La CRC note par exemple pour la DRH  que "l’ancienneté moyenne des personnels d’encadrement supérieur décroît nettement, notamment pour les sous-directeurs (2,09 ans en 2015 contre 4,55 ans en 2012) et les administrateurs de classe normale (2,21 ans en 2012, 1,48 an en 2015). Ces moyennes traduisent un turn-over préoccupant. En effet la mise en œuvre efficace de la stratégie en matière de ressources humaines suppose une équipe de direction stable, capable de se projeter dans le temps."

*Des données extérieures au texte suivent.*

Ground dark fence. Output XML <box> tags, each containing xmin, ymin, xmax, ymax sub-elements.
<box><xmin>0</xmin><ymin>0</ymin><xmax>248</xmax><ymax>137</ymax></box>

Plus généralement la CRC observe que :

Les taux de mobilité des administrateurs, des attachés, des directeurs généraux et des directeurs sont de l’ordre de 20 %. Pour leur part, la mobilité des sous-directeurs, établie à 24,2 %, est très élevée, confirmant un taux de rotation atypique. 60 % des sous-directeurs parisiens ont moins de deux ans d’ancienneté, 15 % moins d’un an. Seulement 18 % ont une ancienneté supérieure à trois ans. La Ville ne suit pas ces durées moyennes et n’agit pas à leur propos, alors même qu’elle relève qu’une durée minimale de trois ans devrait découler à la fois des obligations de mobilité statutaire et de la durée du premier détachement. Elle explique ces durées par les opportunités de mobilité, la rotation des agents et le positionnement des cadres concernés « administrateurs relativement jeunes, dans une phase de carrière où la progression est rapide ». Or les postes de sous-direction ne devraient pas relever de cadres en début de carrière, mais bien d’agents expérimentés, stables et dont le positionnement devrait respecter la durée de détachement fixée pour ces emplois, à savoir un minimum de trois ans, renouvelables une fois. En ce sens, la mobilité professionnelle n’est pas une fin en soi. Elle doit répondre à un équilibre satisfaisant à la fois pour l’agent, au titre de l’évolution de sa carrière, et pour la collectivité, qui doit tirer bénéfice, par une durée raisonnable, de l’investissement effectué en recrutant l’agent. En l’état, la mobilité des cadres supérieurs parisiens traduit une relation asymétrique, dans laquelle les agents concernés tirent l’entier bénéfice d’une nomination pour « rebondir » rapidement vers une autre. La Ville ne peut se réduire à ce rôle d’employeur « tremplin » et permettre ainsi que son propre « retour sur investissement » ne s’efface au profit des évolutions et perspectives individuelles des cadres supérieurs qu’elle embauche, que ces derniers aient d’ailleurs pour origine l’administration parisienne ou celle de l’État. Cette situation nuit à l’efficacité et la stabilité de l’organisation, à la définition des objectifs et à la capitalisation du savoir. "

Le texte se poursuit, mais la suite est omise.